深い関係にある貴族とか、あまりいないのかもな…。
「大変だったね。王子様のご無事をお祈りしたいな。」
俺がそう労うと、草鹿は少し目を潤ませて、ありがとう存じます、と言った。
「この国に、親しい者は?」
「生憎と、この国のお方に付きますのは、主様が初めてでございまして。
この度、主様にお仕え致しますにあたり、和皇国の作法を習い覚えたつもりではございますが、至らぬ事がございましたら何なりとお叱りを…。」
「いや、作法とやらには特には拘りは無いから、仕事は好きにやってもらって構わないよ。」
言いながら、なるほど~、とほくそ笑む。
良いね。そういう人材、待ってた。
この国の様々な力関係に関与せず、興味も無さそうな者。
そんなもんに接触したって、何のメリットも感じそうにないような者。
全面的に信用出来るかと言われたら今の所NOだけど、少なくとも俺の命を狙う片棒を担ぐメリットは無さそうに思える。
それだけでも他よりはマシじゃない?
俺は冷めてしまった紅茶に口をつける。
「主様、それはもう…いれ直しますので…。」
と慌てる草鹿を手で制し、
「大丈夫。猫舌だから熱いのは直ぐには飲めない。」
と、言って1口含む。
考えてみれば、今俺が死ねば、真っ先に疑われるのは傍に置かれた草鹿だ。
その点だけでも、草鹿が毒を盛る事は考えられない。
信用して良いだろ、多分。
こくこくと紅茶を飲み干していく俺を見ながら、草鹿は何かを決意した様子。
「誠心誠意、お仕えし、お護り致します、主様。」
「…?あ、うん。よろしくね。頼りにしてる。」
後日この時の事を聞いてみたら、自分の出した飲み物や食べ物を口にしてもらえて初めて、信頼を得たと思えるんだってさ。
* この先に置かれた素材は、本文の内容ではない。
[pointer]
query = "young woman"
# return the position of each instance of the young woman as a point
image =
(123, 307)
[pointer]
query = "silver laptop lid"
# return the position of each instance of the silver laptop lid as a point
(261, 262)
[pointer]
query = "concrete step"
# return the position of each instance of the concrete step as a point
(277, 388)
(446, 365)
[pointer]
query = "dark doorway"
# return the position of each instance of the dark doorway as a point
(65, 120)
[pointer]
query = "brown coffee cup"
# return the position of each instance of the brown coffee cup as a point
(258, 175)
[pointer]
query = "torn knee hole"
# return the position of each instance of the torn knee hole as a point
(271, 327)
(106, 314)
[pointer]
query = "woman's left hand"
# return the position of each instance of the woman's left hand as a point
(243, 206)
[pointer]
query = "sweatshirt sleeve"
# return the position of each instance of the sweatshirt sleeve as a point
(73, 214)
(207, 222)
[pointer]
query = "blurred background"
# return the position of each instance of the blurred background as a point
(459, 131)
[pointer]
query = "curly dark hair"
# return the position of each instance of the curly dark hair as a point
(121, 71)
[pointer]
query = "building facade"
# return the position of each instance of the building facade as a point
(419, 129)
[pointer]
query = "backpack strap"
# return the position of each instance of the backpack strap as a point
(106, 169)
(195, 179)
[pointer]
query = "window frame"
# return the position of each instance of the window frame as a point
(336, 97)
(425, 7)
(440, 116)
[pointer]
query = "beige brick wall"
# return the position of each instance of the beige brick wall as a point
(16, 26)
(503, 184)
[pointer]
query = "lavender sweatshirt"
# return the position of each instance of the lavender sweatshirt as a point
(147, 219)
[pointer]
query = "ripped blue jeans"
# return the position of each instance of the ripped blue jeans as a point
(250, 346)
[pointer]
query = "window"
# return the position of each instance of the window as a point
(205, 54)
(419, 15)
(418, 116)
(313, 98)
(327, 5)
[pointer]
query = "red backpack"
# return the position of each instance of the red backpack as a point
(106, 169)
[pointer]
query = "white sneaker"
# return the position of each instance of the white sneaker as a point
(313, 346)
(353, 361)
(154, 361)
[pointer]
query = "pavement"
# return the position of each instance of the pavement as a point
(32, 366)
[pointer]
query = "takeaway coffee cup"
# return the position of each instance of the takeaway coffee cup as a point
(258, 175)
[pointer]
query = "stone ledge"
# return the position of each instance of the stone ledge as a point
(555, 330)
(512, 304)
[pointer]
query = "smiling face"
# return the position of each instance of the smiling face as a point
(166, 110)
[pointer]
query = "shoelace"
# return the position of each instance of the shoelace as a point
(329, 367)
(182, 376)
…ふ~ん、何処も殺伐としてるんだね~、権力のある層って。
草鹿を横目で観察すると、砂漠の国の出身の割には肌の色が白い。
髪も茶色いし、目も薄いヘーゼルで、全体的に色素が薄いように思う。
…でも流石に生まれの事迄突っ込んで聞くのは、失礼だよな…。
顔立ちはそれなりに綺麗で…まあ普通にイケメンのお兄さん。
雰囲気も温和そう。生活魔法が得意だと言うし、傍で仕えて貰うのにはおあつらえ向きの人材じゃないだろうか。
えーと…クーデターって何年前くらいだっけ…。
5…いや、6、7年くらい前かな。
て事は、その時王子様がここに在学中だった訳でしょ~、草鹿は14から王子様についてて、王子様が4歳下って事はえーと、王子様ガ。10歳か。
この学園在学中は15~18くらいとして~、、、
草鹿って…
「草鹿って、幾つ?」
早々に諦めた頭の悪い俺はズバリ聞く事にした。
「今年28でございます。」
あ~ね。
なるほどの安心感。
……。
…要らないとか思って、ごめんね…。